This is a lot like an app I wrote a few years ago for a programming contest. It uses the same technique to generate random invention descriptions using patent application abstracts: http://eurekaapp.com/ (Yes, I realize how unreasonably slow it is)
Hey that's cool! I imagine that you probably caught yourself, a time or two, actually trying to read and understand what the "invention" is. As I just did.
It seems that it needs to sample more tweets. I've done 5 tweets, and 2 of them were exact tweets that I sent (they were only a few words long, and I guess they had words that I rarely tweet, so it had few or no other ways to go once it started repeating the tweet)
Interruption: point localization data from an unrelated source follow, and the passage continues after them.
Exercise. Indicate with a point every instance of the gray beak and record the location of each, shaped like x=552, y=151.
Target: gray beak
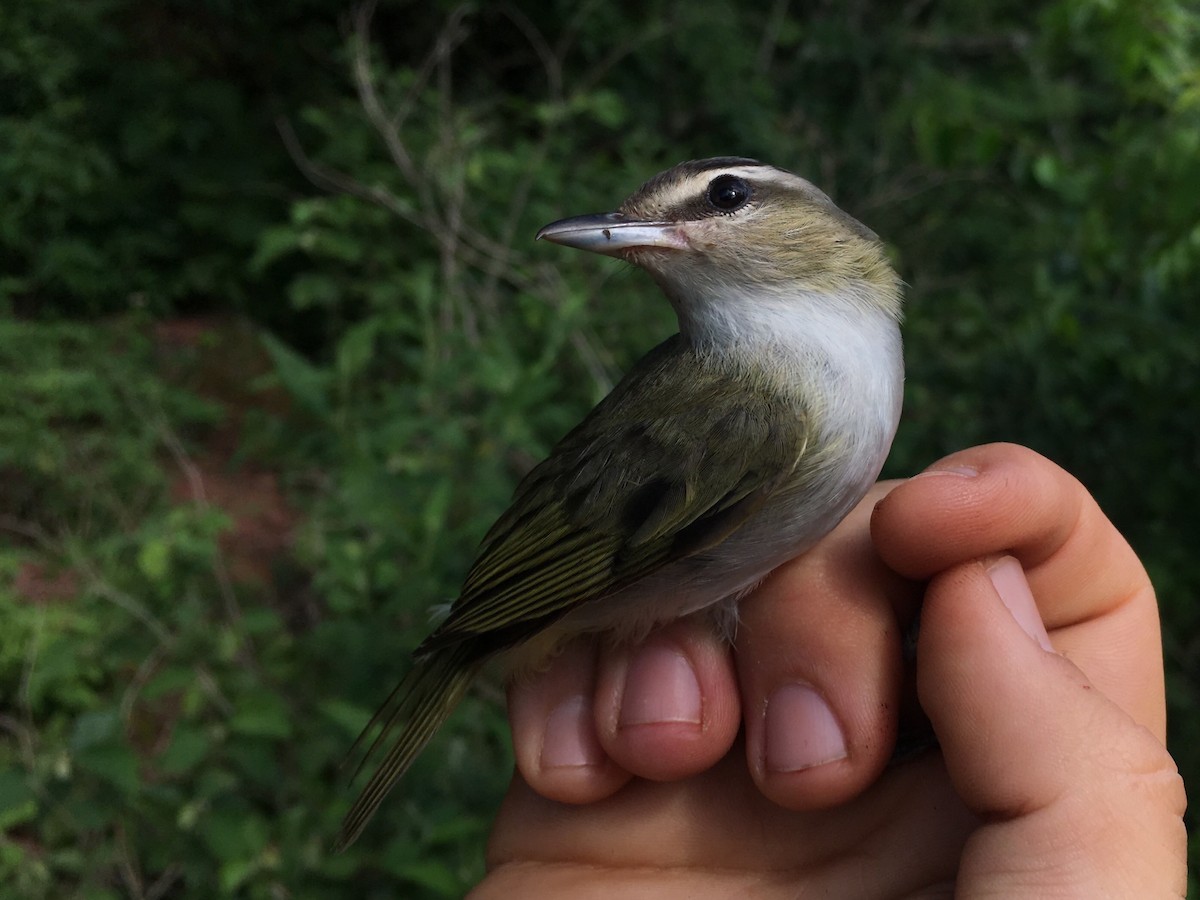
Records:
x=610, y=233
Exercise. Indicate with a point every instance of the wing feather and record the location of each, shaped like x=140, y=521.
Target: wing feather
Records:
x=631, y=489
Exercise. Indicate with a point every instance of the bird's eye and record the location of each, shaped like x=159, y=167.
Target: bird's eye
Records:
x=727, y=193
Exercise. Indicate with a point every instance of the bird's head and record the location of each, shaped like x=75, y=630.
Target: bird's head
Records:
x=731, y=228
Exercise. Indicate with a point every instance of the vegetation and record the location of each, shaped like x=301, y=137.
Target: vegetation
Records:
x=276, y=346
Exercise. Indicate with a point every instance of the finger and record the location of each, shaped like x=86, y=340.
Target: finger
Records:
x=1071, y=789
x=669, y=708
x=555, y=743
x=820, y=665
x=1091, y=589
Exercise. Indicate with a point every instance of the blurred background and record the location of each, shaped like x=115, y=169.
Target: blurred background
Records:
x=276, y=345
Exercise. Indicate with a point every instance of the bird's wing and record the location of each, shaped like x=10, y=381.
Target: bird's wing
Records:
x=667, y=465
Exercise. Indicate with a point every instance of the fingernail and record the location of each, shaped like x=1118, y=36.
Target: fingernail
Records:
x=660, y=687
x=1008, y=577
x=569, y=739
x=961, y=471
x=802, y=730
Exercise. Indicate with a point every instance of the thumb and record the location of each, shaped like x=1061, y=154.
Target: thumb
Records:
x=1075, y=798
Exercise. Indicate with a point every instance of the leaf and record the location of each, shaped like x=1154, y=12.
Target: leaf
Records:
x=263, y=715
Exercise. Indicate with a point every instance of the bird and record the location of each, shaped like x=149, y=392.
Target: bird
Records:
x=729, y=449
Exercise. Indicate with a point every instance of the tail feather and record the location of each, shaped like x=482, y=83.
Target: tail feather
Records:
x=420, y=703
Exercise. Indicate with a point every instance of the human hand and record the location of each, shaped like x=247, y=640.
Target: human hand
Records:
x=1053, y=775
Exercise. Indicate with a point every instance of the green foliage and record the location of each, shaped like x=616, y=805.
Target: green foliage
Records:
x=364, y=201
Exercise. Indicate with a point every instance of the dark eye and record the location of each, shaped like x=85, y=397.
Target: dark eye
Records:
x=727, y=192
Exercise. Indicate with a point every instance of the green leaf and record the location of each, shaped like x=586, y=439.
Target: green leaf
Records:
x=261, y=714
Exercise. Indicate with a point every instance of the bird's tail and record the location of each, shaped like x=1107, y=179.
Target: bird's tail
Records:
x=418, y=706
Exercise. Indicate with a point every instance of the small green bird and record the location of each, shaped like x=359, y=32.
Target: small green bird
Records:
x=727, y=450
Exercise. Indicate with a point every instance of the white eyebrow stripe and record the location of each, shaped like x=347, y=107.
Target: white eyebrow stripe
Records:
x=693, y=186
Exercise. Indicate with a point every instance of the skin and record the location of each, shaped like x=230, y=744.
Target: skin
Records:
x=672, y=768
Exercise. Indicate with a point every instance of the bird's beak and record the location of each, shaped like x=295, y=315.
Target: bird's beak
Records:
x=610, y=233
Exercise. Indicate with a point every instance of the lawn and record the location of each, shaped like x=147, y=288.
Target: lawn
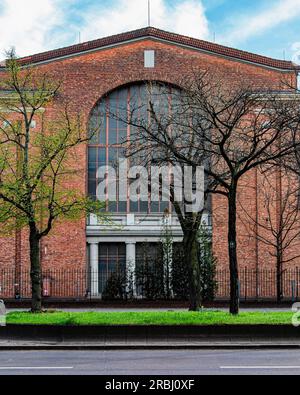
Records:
x=150, y=318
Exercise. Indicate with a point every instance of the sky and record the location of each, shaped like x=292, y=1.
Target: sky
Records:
x=267, y=27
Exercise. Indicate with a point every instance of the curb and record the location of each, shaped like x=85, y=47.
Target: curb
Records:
x=154, y=347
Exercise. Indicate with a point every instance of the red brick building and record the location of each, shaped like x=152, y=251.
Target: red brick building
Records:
x=116, y=66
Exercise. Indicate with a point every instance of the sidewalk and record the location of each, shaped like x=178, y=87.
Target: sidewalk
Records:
x=150, y=345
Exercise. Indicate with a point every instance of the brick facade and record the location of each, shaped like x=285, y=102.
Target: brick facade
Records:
x=86, y=78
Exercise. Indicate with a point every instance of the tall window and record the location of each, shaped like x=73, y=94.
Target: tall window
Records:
x=110, y=135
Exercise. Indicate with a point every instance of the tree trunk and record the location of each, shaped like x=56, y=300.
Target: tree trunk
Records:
x=232, y=245
x=35, y=273
x=191, y=251
x=279, y=277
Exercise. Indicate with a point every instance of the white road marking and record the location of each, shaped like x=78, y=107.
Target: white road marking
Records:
x=258, y=367
x=35, y=368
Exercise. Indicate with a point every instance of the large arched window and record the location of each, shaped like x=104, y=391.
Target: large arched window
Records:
x=110, y=134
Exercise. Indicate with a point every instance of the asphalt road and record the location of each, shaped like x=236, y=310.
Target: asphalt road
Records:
x=154, y=363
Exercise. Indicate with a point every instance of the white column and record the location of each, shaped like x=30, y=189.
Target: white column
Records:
x=131, y=266
x=94, y=267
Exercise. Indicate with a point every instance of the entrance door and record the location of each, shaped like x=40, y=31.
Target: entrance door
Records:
x=112, y=269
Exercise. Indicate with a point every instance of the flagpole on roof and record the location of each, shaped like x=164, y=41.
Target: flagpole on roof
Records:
x=149, y=13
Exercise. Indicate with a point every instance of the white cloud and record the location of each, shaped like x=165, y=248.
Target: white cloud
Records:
x=186, y=17
x=250, y=26
x=27, y=24
x=34, y=26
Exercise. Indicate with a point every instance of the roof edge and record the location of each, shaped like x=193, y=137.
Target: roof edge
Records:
x=151, y=32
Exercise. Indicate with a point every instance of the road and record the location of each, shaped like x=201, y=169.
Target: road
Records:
x=133, y=363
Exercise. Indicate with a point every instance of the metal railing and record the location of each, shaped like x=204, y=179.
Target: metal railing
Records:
x=80, y=284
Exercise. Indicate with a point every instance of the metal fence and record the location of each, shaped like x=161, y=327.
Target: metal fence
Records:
x=83, y=284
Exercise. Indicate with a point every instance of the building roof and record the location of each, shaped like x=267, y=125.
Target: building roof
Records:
x=161, y=35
Edit: Then again since there are only a few words in a tweet, you'd have to go a really long way back to really ensure that won't happen. Possibly farther back than Twitter will let you.
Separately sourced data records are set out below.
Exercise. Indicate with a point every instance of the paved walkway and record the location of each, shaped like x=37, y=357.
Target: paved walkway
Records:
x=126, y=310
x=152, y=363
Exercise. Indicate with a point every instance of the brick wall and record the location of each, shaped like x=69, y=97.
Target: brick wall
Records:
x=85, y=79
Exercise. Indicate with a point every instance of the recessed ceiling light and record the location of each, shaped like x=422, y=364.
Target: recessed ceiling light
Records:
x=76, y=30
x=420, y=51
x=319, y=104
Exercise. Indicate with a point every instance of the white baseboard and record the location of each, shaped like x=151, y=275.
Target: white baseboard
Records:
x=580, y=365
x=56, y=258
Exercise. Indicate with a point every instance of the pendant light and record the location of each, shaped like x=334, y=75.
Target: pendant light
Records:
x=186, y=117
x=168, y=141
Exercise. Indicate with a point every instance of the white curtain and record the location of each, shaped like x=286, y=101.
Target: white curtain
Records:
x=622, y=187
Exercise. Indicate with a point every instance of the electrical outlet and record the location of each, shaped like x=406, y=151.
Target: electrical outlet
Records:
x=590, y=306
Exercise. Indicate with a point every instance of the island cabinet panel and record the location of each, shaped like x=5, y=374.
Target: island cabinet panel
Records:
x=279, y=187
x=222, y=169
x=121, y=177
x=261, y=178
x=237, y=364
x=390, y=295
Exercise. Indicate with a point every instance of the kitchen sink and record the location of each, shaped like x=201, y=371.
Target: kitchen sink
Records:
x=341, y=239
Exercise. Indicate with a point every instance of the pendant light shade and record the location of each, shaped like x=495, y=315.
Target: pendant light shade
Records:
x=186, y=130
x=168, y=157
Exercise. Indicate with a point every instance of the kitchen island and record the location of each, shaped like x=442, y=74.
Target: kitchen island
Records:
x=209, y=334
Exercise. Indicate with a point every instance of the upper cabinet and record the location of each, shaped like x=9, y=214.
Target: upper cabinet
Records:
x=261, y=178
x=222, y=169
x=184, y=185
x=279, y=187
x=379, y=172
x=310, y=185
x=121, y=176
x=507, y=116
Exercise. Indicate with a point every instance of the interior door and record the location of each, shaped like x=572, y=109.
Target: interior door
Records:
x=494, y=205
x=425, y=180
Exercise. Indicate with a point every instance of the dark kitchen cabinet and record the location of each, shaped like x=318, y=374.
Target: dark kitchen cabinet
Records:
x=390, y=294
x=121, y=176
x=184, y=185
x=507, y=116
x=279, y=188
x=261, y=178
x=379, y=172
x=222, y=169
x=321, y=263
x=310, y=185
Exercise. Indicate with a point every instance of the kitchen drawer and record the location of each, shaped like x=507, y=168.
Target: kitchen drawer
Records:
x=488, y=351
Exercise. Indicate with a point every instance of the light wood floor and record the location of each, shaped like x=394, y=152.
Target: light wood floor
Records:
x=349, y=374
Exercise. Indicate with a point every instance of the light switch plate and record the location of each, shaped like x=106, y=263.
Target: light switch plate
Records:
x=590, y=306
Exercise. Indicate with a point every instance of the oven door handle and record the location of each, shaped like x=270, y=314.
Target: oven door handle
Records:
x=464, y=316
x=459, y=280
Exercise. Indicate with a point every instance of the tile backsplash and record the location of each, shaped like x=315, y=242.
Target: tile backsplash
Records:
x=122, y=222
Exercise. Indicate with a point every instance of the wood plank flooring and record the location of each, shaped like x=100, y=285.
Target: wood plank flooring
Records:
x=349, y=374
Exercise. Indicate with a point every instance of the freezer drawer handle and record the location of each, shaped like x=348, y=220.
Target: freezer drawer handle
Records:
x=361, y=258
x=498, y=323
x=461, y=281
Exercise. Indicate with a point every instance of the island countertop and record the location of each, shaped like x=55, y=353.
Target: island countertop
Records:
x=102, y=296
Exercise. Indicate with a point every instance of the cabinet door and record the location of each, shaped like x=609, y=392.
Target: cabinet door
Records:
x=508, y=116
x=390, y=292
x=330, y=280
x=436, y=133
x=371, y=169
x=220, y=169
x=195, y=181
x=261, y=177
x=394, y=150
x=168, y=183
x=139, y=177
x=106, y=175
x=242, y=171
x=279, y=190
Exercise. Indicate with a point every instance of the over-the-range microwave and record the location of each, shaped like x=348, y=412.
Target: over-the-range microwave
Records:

Oslaka died 2 kilometers in order to come from seafaring folk, so I do it. I spend twenty minutes left! He is hideously scarred. My host removes his face a lot in college.
This reminds me of an old Perl script I made with Markov chains for a very similar sort of random nonsense text generation.
I think I fed it some text from a few usenet kooks/conspiracy theorists and something like Alice in Wonderland and got quite a few laughs a long time ago, though it was made to allow you to combine arbitrary texts into a single chain.
Very apt, but what n-gram length is being used? n=1 is my guess, since "as often as" is a common English construct. Obvious feature request: tweakable lengths.
edit: I'd make the fix myself and send a pull request but I don't know haskell and am too lazy to figure it out.
n=1 is indeed being used. The problem with a larger n is that you get original tweets really often, because the dataset is limited (as much tweets as you can get in one request).
Along those lines, I've been playing recently with using the google ngram data for markov chaining. The size of the corpus allows using 5grams without the problem of seeing text that has actually been written before (mostly.. it could just decide to spit out the complete works of shakespeare any second!), and the results were more interesting to me than most markov chains I've seen before. http://kitenet.net/~joey/blog/entry/dadagoogoo/
Random example 1: nothing had pleased God to bestow upon you as to participation in physical activity and exercise . Don ' t rain .
Random example 2: sad and terrifying each time . After a quick nap .
I did not read the paper, but what does more accurate mean in this case ? Likelihood of some unseen data ? Seems pretty hard to define or measure to me, if the goal is shear amusement.
I'll leave this here, since it's loosely on-topic (of Markov chains:) http://www.joshmillard.com/garkov/ — Garfield strips with MC-generated text instead of the original. I've had countless hours of fun with them.
Unfortunately, if you do as I did and tweet what it generated, you can't use it again, as it would be eating its own output; and generating nonsense from nonsense is not so entertaining.
http://twitter.com/markov_chains